Is your Enterprise Mobility Strategy BYOD ready?
While there was some early speculation that BYOD was more of a fad than a trend, the verdict is in and the debate is over: BYOD is not going away anytime soon. And as far as employees are concerned, why should it? BYOD helps them get more done, while they spend less time stuck in their workstations. What’s not to love?
Well for enterprises, what’s not to love are BYOD’s inherent security risks. The mainstream devices that employees buy in droves or receive as gifts — like iPhones and Android smartphones — were not designed to work and play well with rigorous corporate network security systems. And many of the productivity and communication apps that employees use on a daily basis are vulnerable to data leaks; some of them, staggeringly so.
Still, more and more enterprises are accepting that BYOD is here to stay. And so rather than fight a losing battle with their employees, they’re pragmatically moving to govern the practice. A recent study by Tech Pro Research found that 74% of enterprises are using or adopting BYOD, and Gartner predicts that by 2017 half of employers will require employees to supply their own device for work purposes.
That leaves IT with the big question: Is our Enterprise Mobility Strategy BYOD Ready? As the enterprise transitions towards BYOD adoption, it is paramount to minimalize data leakage and corporate risk while empowering maximum producitivity of the workforce. However, an IBM survey found that only 29% of enterprises have implemented an enterprise mobility strategy, while another 10% had it perpetually on their “to-do” list. The rest were too occupied with plugging security holes.
However, the missing insight here is that an enterprise mobility strategy is, in fact, connected to security and compliance. They work together as part of an overall BYOD control and governance framework that enables productivity, security and compliance. It’s all or none.
4 Steps You Can Take To Make Your Enterprise Mobility Strategy BYOD Ready
In light of this, here are the four aspects that enterprises need to focus on as they develop and implement a functional – and foundational – enterprise mobile strategy:
Evaluate the kind of work that is being done in the enterprise.
Do employees need communication apps? Productivity apps? Line-of-business apps? Answering these questions involves taking an inventory of the apps that employees are using – but that’s not where the process should end. It’s also vital to evaluate the work itself, and determine what type of apps employees should be using vs. what they are using, or could be using, in order to maximize productivity and minimize risk.
Discover how employees are using their mobile device.
Are employees using mobile devices to augment what is available via their workstation, or are they using them as an alternative? Indeed, some employees take the BYOD route out of convenience rather than performance. It’s important to analyze how, why and when mobile devices are being used, so that an enterprise mobile strategy can function to support desired usage, and diminish undesired (read: risky) usage.
Identify what needs to be secured.
Do enterprises need to secure every single email? How about instant messages? And for how long? These answers to these (and other related) questions directly determine the framework of an enterprise mobility strategy, because they impact usage rules, as well as the kind of security solution that is either desired, or increasingly, is required per prevailing standards and regulations (e.g. HIPAA, SOX, etc.).

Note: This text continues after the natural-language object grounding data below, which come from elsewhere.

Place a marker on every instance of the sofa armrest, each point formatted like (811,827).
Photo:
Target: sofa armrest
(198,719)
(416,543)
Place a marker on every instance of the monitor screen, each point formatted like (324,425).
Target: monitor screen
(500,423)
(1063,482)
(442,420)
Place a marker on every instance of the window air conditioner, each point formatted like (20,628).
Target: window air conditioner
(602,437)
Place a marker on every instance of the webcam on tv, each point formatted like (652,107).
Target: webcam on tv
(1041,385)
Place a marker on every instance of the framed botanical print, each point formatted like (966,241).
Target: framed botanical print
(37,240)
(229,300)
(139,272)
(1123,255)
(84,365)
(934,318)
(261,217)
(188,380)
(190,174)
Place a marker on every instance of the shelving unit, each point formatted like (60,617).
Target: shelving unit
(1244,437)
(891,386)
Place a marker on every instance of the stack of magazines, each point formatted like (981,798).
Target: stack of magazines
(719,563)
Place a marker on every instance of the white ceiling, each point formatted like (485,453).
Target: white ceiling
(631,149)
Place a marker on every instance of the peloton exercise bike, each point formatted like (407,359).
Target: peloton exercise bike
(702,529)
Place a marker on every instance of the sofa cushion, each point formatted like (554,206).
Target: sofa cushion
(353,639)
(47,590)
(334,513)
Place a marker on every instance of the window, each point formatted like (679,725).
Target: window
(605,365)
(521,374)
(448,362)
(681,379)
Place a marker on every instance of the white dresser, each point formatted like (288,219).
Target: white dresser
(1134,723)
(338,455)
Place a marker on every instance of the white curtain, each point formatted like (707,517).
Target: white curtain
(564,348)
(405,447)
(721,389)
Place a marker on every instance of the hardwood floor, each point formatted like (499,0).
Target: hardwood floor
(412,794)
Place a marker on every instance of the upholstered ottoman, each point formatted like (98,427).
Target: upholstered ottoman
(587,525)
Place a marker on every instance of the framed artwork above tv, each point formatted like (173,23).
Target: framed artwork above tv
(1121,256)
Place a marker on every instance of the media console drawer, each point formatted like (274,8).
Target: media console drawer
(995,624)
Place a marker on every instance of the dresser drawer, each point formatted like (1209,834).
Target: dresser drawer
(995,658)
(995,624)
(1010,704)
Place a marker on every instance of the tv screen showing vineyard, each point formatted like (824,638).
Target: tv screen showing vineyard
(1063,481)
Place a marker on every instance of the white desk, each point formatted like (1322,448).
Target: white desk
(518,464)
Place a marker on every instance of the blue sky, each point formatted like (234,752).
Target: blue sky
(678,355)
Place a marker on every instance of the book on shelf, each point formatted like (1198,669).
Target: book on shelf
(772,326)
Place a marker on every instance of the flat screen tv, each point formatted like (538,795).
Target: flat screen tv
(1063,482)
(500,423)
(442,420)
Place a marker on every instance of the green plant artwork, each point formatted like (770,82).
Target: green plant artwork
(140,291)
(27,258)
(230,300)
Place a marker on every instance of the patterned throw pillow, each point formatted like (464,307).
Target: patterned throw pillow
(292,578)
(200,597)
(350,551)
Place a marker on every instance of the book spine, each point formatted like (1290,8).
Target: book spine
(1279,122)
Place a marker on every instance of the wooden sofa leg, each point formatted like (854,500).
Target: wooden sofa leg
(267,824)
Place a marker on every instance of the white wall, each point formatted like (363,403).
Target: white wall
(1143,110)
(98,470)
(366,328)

Create a robust and enforceable BYOD security policy.
As mentioned above, a BYOD security policy is not synonymous with an enterprise mobility strategy. However, it’s clear that such a policy must form the strategy’s core. To that end, enterprises must determine how they will: secure corporate-owned data while leaving employee private data alone, wipe data from lost or stolen devices, use encryption to prevent unauthorized access, implement user authentication, prevent data breaches and cyber crime attacks, and so on. This policy must be robust and enforceable; not the former instead of the latter. Otherwise, employees won’t play by the rules, and both the security and the strategy goals will not be achieved.
The key message for enterprises here is that simply adopting BYOD does not in itself makes your enterprise mobile strategy BYOD ready. Enterprises must therefore make a focused, determined effort to build a strategy that makes sense on all levels: productivity, security and compliance.
Doing so will help them reap the rewards of a BYOD landscape that is only going to become populated as the future unfolds – not less.